With his parents’ words in mind, national colors painted on his face, Marc’s group got off the train and headed for Victory Square chanting “Be afraid, the students raise!”.
The first rays of the sun have found the students still in the Square, in a frenetic and energetic atmosphere. Even though they went without sleep that night and the day was unspeakable cold, the students continued singing and jumping with banners, as if energized by the promise of the new dawn. Crammed into large groups in order to warm up, they kept chanting “Cluj is here since 1989” and “Bucharest, don’t forget!/Cluj is on your side!”.
“We wanted to show that, as just like in 1989 when the students did not sleep, we didn’t sleep either this time,” Marc said.
The need for change
This time, half a million Romanians took to the streets after the government passed a decree to decriminalize corruption involving sums of less than 200,000 lei. Approved overnight on New Year’s Eve and without any input from parliament, the decree would have stopped all investigations for pending corruption offences, freed officials imprisoned for corruption, and blocked further investigations related to those offences from being brought to justice.
“We, the students, have so far participated in protests, even if the world did not know. It was about our future,” said Alexandru, one of the students who traveled with Marc from Cluj-Napoca to Bucharest.

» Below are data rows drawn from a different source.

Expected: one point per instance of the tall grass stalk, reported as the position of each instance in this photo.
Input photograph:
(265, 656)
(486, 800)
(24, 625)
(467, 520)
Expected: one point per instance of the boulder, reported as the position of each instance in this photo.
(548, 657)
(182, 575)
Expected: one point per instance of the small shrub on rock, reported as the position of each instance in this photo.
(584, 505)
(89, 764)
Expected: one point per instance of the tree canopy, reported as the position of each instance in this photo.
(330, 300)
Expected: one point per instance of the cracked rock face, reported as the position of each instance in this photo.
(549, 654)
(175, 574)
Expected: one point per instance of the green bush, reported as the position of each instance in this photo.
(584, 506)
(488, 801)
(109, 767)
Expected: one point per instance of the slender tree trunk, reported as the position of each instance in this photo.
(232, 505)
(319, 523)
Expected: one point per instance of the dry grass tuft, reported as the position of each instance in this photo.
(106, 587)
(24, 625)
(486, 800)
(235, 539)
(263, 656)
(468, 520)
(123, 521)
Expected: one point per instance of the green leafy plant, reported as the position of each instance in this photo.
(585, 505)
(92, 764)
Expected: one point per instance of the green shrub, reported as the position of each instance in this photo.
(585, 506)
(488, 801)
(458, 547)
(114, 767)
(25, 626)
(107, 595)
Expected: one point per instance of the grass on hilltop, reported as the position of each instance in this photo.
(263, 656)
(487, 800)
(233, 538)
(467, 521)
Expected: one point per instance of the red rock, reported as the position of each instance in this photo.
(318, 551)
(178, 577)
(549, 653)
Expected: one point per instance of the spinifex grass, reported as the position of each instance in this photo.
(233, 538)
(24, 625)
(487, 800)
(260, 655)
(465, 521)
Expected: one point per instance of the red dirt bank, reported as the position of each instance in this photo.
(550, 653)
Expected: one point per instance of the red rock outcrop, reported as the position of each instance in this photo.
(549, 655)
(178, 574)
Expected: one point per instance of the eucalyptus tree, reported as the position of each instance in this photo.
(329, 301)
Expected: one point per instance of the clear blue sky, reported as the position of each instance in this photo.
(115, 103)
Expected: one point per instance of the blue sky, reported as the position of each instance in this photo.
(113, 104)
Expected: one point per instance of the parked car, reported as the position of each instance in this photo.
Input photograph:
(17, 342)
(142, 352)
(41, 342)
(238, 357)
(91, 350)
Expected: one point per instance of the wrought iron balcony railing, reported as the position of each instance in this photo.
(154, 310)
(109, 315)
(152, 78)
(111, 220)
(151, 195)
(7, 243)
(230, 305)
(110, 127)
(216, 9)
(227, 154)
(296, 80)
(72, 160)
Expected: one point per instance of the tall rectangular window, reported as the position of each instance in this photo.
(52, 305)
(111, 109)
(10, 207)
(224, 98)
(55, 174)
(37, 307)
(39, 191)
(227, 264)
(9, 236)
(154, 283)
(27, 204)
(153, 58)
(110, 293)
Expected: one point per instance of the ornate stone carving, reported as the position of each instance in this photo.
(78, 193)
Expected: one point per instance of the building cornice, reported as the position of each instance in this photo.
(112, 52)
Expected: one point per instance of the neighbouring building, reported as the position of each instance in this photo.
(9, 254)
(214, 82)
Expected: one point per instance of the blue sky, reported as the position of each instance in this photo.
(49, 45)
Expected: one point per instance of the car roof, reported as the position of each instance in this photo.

Some 200 thousand students gathered from across Romania to participate in the protests, said Victor Hornicu, professor of contemporary politics at the Faculty of European Studies from Babeș Bolyai University in Cluj. In his view, the number demonstrates a real need for change. “This impressive number of students screams for democracy,” he said. “Those nights, thousands of voices became one in the fight against corruption.”
An adventure inspired by parents
Activism against corruption runs in the Paul family for a long time. Elena and Viorel, Marc’s parents, were student leaders during the Romanian Revolution, which led to the death of former head of state, Nicolae Ceaușescu, and the fall of Communism in Romania. The two then secretly organized daily protests in the Union Square in Cluj-Napoca.
Using a complex system of coded messages based on student slang, the two managed to trip the Securitate -the Romanian secret police at that time- into not suspecting their actions. “It was extremely dangerous, of course,” Elena said. According to her husband, they lived in fear all their student life. “We used to walk the streets with our heads down and with our stomachs upside down from the fear,” the 52-year-old man said. Viorel, now a grey-haired truck driver with baggy clothes, said he was interrogated several times by the Securitate, but he was never beaten or imprisoned. “They knew I was up to something but they didn’t have enough proof to charge me,” he said.
Marc’s mother, an accountant for a small construction firm in Cluj, said she doesn’t regret her actions, even though the result was disappointing. “Romania became a democratic country only with the name,” the short-haired elegant woman said. “The descendants of the communists are still running the country and are spreading corruption everywhere.”
However, Marc witnessed another small victory for Romanians. After he attended three nights of protests in Bucharest, the coalition withdrew the controversial executive order as it became clear that they lacked the mandate to implement the law. A day after the decree was scrapped, Marc got on the train to Cluj-Napoca more confident in the Romanian youth than ever before.
Now back to his fourth year at university, the student dreams at continuing his activism in education and social change for youth.
“I want change,” he said. “And we, the youth, are the source of that.”